No segundo dia, Pízora, esposa de Osimes, estava indo colher alguns tomates na plantação mais próxima ao castelo, quando, de repente, uma gigantesca nuvem de insetos se aproximou. A moça nem distinguia o que estava acontecendo. Saiu correndo, sem olhar para trás. A nuvem se desmanchou em 40 milhões de pequenos gafanhotos que devoravam as plantações incansavelmente.
O rei estava convocando os mais renomados cientistas para trabalharem na produção de uma vacina que conteria o vírus, quando veio a terrível notícia da nuvem de gafanhotos. Foi decretada a calamidade no reino. Várias pessoas queriam ir embora de Pasárgada. Contudo, os portos e aeroportos foram fechados naquele dia, devido aos fortes ventos, de 140 km/h, que começaram a se formar na região sul do reinado.
Era o caos total! O ciclone explosivo abalou as estruturas das construções. Pessoas foram soterradas. Faltou energia elétrica. Tudo desabava e saia pelos ares. Não tardou iniciar a tempestade de areia.
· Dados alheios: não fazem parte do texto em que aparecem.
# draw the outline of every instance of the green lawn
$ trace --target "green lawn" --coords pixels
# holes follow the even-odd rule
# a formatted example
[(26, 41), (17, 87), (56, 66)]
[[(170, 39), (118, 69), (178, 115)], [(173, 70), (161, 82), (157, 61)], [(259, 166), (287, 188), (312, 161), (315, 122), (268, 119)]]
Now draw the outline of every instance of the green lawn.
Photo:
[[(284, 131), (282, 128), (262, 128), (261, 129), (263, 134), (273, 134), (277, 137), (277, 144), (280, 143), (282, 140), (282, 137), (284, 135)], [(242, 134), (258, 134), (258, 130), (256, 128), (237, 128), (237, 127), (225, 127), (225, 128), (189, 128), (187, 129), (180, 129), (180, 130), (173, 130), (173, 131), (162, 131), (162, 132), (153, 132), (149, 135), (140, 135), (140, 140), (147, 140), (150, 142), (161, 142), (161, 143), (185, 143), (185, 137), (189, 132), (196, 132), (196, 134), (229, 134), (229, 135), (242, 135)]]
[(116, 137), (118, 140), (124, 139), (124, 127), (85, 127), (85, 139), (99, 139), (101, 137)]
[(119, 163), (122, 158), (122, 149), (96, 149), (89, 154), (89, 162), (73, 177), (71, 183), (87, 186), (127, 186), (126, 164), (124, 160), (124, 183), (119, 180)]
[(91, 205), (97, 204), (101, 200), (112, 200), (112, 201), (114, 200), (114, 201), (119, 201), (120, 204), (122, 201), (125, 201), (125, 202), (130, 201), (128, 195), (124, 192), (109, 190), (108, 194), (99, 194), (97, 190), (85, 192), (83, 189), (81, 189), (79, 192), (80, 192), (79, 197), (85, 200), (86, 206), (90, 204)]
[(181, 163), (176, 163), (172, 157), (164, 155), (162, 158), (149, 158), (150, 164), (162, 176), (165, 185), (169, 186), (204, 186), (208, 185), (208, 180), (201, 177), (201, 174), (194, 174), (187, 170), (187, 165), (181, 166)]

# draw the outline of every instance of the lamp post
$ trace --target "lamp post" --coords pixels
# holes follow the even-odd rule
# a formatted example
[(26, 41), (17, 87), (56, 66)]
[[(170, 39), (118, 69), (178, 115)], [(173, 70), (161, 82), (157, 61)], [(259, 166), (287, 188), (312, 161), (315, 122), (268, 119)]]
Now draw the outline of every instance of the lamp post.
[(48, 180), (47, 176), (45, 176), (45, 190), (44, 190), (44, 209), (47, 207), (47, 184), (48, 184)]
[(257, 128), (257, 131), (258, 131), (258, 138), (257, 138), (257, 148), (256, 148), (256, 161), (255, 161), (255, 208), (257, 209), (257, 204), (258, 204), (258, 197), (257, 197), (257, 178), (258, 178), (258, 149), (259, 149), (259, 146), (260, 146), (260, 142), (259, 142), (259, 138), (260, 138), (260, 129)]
Os meteorologistas avisaram que não havia mais previsão e controle sobre o que poderia acontecer nos próximos episódios, uma vez que o reino estava superaquecido.
Um dos arautos do reino, o mais famoso deles, anunciava o número de mortos em rede nacional, o que causava pânico, mas também ódio de muitos que, ainda, seguros em seus castelos, não queriam saber de aborrecimentos, tragédias, chororôs intermináveis.
No dia seguinte, a princesa viu lá da torre uma chuva torrencial, daquelas que lavariam a alma. As águas das fontes, rios e lagos começaram a transbordar. Entornaram-se também os pratinhos dos vasos onde haviam se criado os tais aedes apasargadis, uma espécie de mosquito que picava as pessoas e lhes trazia febre, dores nos músculos e ossos, náuseas, manchas na pele, fazendo-as definhar até a morte.
A princesa correu até a sala de controle, por onde vigiavam a população. Olhou para cada tela e as cenas eram terríveis! Na primeira, milhares morriam sem ar; na segunda os gafanhotos devoravam tudo, prometendo a fome; na terceira o ciclone varria as casas; na quarta o monstro de areia abrasava os olhos e peles; na quinta o mar prometia engolir o litoral, as águas ficavam escuras e muito altas; na sexta a nuvem era de mosquitos.
Pízora saiu correndo, desesperada, não olhou para a sétima tela. Apenas se jogou pela janela.
Quando Osimes chegou, já era tarde. Viu, do alto, o corpo caído no jardim. Como ele revelaria a morte da princesa ao rei? Quem sabe agora, pelo menos, o regente acreditaria que era melhor libertar o povo, dando educação e concedendo as mesmas possibilidades ao lado A e ao lado B. Parar de fomentar a discórdia para manter-se soberano, livrar a todos da ignorância e, assim, atender ao Grande Irmão. Foi aí que ele se deparou, em um repente, com o que acontecia na sétima tela. Estático, entendeu: não havia mais salvação.